The rights of jurors are the most forgotten rights of all. Indeed, from before the Revolution up through the Civil War, jurors had the power to judge not only the facts of a case, but also the law pertaining to that particular case. If a juror thought the law under which the defendant was being tried was unjust or just plain stupid, that juror could vote to acquit, and the defendant would walk.

Consider the stupid laws on the books today and how we could combat them if jurors only knew their rights. Imagine someone on trial for violating a federal tax law that not even a Harvard-educated tax attorney could understand; imagine a doctor on trial for prescribing marijuana to cancer and AIDS patients who had exhausted all conventional medical avenues; imagine a woman who uses a gun to ward off a rapist and then faces charges when it is discovered that said gun is unregistered.
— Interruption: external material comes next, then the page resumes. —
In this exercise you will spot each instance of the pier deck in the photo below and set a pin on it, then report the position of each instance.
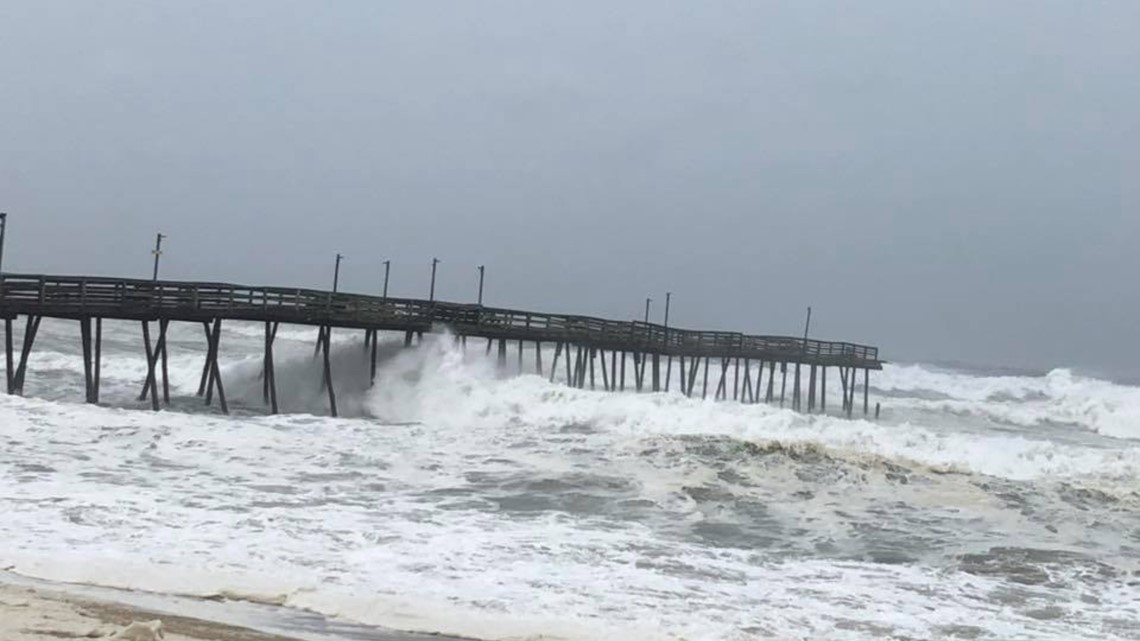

Today, almost no one even knows about jury nullification. When I present the subject, people are almost always skeptical: If a juror can acquit just because he does not like a particular law, this can only result in anarchy! Or, We cannot have people making up laws as they go along! I respond that jurors exercising their rights are not making up new laws, but acting as a line of defense against bad laws. An unrestrained government -- i.e., one that makes whatever laws it willy-nilly wants whenever it willy-nilly wants to -- is far more dangerous than an educated populace that uses every available tool to restrain that government.

Far from being a crackpot "theory," jury nullification is a cornerstone of constitutional government and a truly free society.